I just found the biggest coffee mug I could in the house and I can’t believe I’m sitting here drinking it by myself in front of our newly decorated Christmas tree!  We got a tremendous fresh cut frasier fur and it smells wonderful.  A very beautiful beginning to the holiday season indeed.

We had a very lazy Thanksgiving break and in light of everything else we’ve been through that was exactly what we needed!  We slept a little later each day of the 5 day break, which means Canon slept later.  He is the one to get us up and moving and it’s a good thing.  Otherwise the rest of us might continue having visions of sugarplums dancing in our heads until noon.  The break ended when we all had to face Monday morning running late in the rain today.  But I will admit that hearing the rain, drinking my coffee and sitting in front of the tree make for a much needed time of reflection for myself.

I ate and drank and was merry through the long weekend, watching football and spending time with my family.  The first quarter of the Auburn/Alabama game was unreal.  After AU’s second touchdown we were hooping and hollering and Canon walked over and said, “I wish Deeda was here to see this…”  and I said, “yes, I wish he were here too…”

I won’t write but a brief paragraph or two about our Thanksgiving without Dad.  His absence was present.

A very deep sadness, one that I really haven’t known before has taken up residence in my heart.  It is heavy, it is real.  The feeling can begin at almost anytime and it always gets interrupted.  It doesn’t just “go away”.  Instead, the weight of loss makes it’s presence known and in a matter of seconds I am immediately distracted and the emotion gets put off until the next time.  Maybe it’s due to the season of my life right now.  Grieving just really isn’t in the schedule.  There is far too much living to be done around my house.  So I’m guessing the one hour weekly therapy session might be in order.

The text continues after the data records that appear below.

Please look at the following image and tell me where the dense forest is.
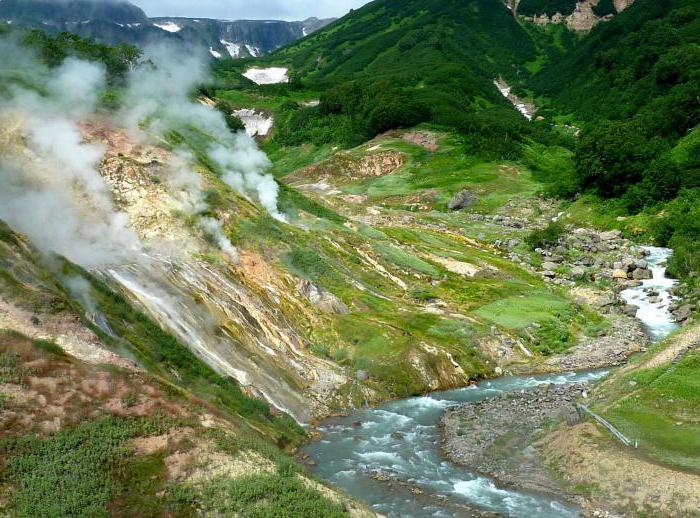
[528,0,700,276]
[243,0,536,156]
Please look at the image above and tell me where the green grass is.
[0,417,172,517]
[475,291,570,330]
[604,351,700,473]
[374,243,439,277]
[170,472,349,518]
[54,264,305,443]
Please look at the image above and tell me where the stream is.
[303,247,676,518]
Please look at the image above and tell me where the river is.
[304,247,676,518]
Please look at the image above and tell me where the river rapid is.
[303,247,676,518]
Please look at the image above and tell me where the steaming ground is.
[0,36,347,421]
[0,39,284,269]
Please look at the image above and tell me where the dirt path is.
[543,423,700,517]
[637,326,700,369]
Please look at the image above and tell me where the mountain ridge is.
[0,0,334,59]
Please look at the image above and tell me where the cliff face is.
[506,0,634,32]
[0,0,333,58]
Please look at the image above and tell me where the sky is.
[131,0,368,20]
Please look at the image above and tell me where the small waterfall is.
[620,246,678,341]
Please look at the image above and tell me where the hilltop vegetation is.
[527,0,700,276]
[228,0,548,157]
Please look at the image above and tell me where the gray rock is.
[600,230,622,241]
[673,304,693,322]
[634,259,649,270]
[622,304,639,317]
[571,266,586,279]
[593,293,617,308]
[622,257,636,272]
[632,268,654,281]
[447,189,479,210]
[297,280,350,315]
[355,370,369,381]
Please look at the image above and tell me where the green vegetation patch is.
[171,472,349,518]
[604,350,700,472]
[475,290,571,330]
[0,417,172,517]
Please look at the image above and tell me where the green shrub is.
[170,476,348,518]
[525,221,566,250]
[0,417,171,517]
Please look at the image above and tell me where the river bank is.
[439,247,700,516]
[439,382,591,504]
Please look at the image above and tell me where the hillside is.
[221,0,548,157]
[0,0,700,517]
[526,0,700,276]
[0,0,333,59]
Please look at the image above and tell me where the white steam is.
[168,153,238,261]
[0,42,139,268]
[121,45,284,220]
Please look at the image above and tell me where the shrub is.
[525,221,566,250]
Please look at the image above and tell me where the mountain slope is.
[0,0,332,58]
[526,0,700,276]
[247,0,535,157]
[276,0,533,85]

I miss him.  But more than that I want to know “why”… why it all went down the way it did.  I want to understand his mental state and how real his reality was to him.  I want to know how a human being can put up such a front.  I want to really know the moments he loved us.  And I want to know the last time that he was in his right mind.

So now I’ve got 24 days to get ready for Christmas.  Better get busy!  But I am most definitely going to finish this cup of coffee first.